Experimental results confirm these expectations. For the Pima dataset, the baseline LVQ model using all eight features achieved an average accuracy of 73 % with a training time of roughly 0.42 seconds. After applying IFE‑CF, the feature set was trimmed to five attributes (including Glucose, BMI, Age, etc.). The LVQ model on this reduced set reached 78 % accuracy—a 5‑percentage‑point gain—while the training time dropped to 0.24 seconds, a 43 % reduction. In the Lung Cancer case, the full‑feature LVQ model (56 genes) obtained 68 % accuracy and 1.12 seconds of training time. IFE‑CF reduced the dimensionality to twelve genes, raising accuracy to 73 % and cutting training time to 0.62 seconds (≈45 % faster).

These findings illustrate two key points. First, eliminating highly correlated, redundant features reduces the risk of over‑fitting and enhances the classifier’s ability to generalize to unseen data. Second, the computational savings from dimensionality reduction make LVQ—and potentially other distance‑based learners—more viable for real‑time or resource‑constrained environments. Notably, the F‑Correlation step contributed more to performance improvement than a naïve C‑Correlation‑only filter, underscoring the importance of accounting for inter‑feature dependencies.

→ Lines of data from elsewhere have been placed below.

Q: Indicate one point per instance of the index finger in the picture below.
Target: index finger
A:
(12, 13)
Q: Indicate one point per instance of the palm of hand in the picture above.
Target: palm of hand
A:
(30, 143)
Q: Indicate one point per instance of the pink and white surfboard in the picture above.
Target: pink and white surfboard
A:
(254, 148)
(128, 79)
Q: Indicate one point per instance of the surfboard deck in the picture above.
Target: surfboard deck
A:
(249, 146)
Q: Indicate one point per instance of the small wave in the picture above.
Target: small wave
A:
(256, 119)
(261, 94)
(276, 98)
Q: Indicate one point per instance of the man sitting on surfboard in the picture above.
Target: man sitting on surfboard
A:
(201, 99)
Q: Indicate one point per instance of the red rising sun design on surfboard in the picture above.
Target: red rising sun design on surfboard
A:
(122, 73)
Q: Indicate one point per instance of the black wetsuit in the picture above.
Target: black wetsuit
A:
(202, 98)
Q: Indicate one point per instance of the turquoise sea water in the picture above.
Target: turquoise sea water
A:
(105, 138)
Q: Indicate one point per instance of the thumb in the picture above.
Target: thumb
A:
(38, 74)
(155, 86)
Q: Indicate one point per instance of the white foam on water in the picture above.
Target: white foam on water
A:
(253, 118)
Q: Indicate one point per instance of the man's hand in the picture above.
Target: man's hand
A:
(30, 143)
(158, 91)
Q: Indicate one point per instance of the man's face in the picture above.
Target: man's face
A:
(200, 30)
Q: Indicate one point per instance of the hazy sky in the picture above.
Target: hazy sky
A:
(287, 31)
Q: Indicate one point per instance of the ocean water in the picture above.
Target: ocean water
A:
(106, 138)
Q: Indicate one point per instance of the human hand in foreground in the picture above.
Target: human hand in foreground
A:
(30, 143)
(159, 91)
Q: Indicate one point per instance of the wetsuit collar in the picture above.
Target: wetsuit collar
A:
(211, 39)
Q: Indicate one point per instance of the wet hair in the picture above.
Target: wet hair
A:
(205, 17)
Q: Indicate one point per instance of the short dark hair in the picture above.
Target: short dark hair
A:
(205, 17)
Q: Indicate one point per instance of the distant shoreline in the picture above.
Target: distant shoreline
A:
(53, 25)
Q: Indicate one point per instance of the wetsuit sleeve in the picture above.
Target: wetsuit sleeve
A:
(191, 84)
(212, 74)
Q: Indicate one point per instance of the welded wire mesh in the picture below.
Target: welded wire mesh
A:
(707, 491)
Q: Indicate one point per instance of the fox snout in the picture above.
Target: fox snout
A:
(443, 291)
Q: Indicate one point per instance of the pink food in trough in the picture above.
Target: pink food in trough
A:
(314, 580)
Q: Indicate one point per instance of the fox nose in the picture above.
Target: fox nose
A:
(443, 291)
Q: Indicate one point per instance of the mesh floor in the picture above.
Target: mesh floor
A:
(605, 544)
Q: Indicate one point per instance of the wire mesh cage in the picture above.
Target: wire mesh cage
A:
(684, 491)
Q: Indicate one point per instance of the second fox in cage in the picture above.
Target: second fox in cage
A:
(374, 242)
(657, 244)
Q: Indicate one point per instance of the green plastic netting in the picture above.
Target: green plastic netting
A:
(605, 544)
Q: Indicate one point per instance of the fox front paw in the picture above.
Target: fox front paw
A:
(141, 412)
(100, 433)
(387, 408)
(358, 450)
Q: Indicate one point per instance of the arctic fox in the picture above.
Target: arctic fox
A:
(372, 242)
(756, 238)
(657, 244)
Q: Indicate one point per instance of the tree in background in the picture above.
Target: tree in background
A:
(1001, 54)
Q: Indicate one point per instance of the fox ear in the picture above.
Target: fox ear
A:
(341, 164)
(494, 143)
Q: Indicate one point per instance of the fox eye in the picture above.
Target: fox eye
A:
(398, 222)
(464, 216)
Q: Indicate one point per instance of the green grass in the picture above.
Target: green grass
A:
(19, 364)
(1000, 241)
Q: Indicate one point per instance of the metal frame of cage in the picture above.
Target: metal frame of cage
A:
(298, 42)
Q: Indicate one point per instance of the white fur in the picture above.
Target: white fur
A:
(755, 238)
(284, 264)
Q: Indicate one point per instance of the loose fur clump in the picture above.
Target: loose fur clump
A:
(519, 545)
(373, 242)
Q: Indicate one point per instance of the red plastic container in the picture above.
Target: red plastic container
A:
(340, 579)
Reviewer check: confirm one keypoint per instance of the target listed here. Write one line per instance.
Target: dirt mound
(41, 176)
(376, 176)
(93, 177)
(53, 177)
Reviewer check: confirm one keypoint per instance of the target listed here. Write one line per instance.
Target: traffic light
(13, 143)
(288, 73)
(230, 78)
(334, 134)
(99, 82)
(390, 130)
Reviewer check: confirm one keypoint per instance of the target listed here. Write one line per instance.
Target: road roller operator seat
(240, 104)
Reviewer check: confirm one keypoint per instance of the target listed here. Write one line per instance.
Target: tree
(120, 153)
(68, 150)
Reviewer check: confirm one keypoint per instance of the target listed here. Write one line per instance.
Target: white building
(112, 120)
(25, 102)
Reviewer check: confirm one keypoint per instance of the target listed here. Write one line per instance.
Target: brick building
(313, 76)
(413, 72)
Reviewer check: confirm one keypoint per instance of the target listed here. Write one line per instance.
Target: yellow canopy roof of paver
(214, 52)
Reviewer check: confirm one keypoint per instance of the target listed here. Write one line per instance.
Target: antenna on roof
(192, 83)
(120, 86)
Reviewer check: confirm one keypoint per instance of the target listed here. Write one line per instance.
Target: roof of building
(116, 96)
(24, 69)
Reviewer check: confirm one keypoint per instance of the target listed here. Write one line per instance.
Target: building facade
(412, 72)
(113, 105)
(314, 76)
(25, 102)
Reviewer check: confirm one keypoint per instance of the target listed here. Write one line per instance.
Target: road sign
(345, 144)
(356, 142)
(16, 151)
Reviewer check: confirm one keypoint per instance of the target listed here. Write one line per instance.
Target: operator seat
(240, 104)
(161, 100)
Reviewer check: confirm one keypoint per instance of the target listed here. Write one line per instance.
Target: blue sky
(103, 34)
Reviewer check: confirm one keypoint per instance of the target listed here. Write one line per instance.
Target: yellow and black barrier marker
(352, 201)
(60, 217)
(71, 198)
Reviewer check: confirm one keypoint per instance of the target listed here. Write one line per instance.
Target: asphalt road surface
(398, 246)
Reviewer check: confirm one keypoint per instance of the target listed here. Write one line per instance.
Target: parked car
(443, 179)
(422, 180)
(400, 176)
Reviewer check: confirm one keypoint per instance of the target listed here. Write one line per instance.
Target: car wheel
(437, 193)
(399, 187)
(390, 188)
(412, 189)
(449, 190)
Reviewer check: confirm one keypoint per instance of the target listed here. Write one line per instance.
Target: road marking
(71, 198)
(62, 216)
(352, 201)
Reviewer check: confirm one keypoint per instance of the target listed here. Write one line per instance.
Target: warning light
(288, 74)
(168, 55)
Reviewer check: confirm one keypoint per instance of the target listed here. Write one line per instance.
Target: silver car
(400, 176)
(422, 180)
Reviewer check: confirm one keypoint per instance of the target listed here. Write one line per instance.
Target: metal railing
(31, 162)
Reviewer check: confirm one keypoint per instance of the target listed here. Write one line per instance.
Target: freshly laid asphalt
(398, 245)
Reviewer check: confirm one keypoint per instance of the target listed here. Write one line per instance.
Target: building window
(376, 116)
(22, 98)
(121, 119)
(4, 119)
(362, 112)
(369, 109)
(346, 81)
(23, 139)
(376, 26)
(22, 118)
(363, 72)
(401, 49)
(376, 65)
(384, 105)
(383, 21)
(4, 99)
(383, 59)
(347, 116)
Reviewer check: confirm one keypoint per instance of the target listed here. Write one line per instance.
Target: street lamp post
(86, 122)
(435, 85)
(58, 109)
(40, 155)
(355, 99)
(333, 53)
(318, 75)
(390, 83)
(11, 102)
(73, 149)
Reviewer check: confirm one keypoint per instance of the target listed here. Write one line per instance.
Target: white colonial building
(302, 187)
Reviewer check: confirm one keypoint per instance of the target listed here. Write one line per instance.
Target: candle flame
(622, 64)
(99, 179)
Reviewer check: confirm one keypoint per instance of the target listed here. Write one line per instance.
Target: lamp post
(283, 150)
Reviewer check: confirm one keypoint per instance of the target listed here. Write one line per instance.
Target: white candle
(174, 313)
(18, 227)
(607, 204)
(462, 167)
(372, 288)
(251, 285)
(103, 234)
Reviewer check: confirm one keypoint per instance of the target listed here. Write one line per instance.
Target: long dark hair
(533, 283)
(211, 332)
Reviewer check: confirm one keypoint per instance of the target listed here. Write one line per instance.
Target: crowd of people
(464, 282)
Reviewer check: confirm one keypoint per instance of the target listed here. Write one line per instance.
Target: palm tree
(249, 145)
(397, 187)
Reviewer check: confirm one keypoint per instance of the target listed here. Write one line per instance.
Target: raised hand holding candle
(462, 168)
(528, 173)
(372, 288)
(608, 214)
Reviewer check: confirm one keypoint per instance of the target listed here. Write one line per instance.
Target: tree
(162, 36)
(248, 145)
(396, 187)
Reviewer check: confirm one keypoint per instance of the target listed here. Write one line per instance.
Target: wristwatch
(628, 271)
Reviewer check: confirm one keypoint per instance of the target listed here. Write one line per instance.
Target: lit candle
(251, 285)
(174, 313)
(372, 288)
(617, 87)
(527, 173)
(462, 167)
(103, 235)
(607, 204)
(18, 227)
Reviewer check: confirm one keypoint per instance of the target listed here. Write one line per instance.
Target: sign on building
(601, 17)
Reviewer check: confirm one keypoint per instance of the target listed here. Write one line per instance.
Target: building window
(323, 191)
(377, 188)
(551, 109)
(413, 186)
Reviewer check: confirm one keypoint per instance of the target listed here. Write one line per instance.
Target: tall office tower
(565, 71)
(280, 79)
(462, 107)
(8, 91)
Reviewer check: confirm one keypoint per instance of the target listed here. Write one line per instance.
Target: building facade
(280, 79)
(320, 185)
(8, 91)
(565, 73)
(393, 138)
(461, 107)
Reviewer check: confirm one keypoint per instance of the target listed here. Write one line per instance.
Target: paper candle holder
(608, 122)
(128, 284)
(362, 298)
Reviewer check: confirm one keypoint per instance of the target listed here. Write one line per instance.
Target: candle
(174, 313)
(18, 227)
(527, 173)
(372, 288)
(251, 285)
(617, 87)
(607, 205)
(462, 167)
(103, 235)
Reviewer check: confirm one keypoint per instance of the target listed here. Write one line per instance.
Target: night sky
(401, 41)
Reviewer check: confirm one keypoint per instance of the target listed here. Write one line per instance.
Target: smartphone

The study also acknowledges several limitations. The correlation thresholds were fixed a priori, which may not be optimal for every dataset; adaptive threshold selection could yield better results, especially for small‑sample domains like the Lung Cancer set where correlation estimates are noisy. Moreover, the current implementation relies solely on linear Pearson correlation, ignoring possible nonlinear relationships that could be captured by measures such as the Maximal Information Coefficient (MIC) or mutual information. Future work is suggested to explore dynamic thresholding, incorporate nonlinear dependency metrics, and benchmark IFE‑CF against other classifiers such as Support Vector Machines, Random Forests, and deep neural networks.

In summary, the paper provides empirical evidence that a combined C‑Correlation and F‑Correlation feature‑elimination strategy can simultaneously improve classification accuracy and reduce computational overhead in high‑dimensional biomedical datasets. This reinforces the view that dimensionality reduction is not merely a preprocessing convenience but a strategic step that can enhance both the efficiency and effectiveness of downstream machine‑learning models.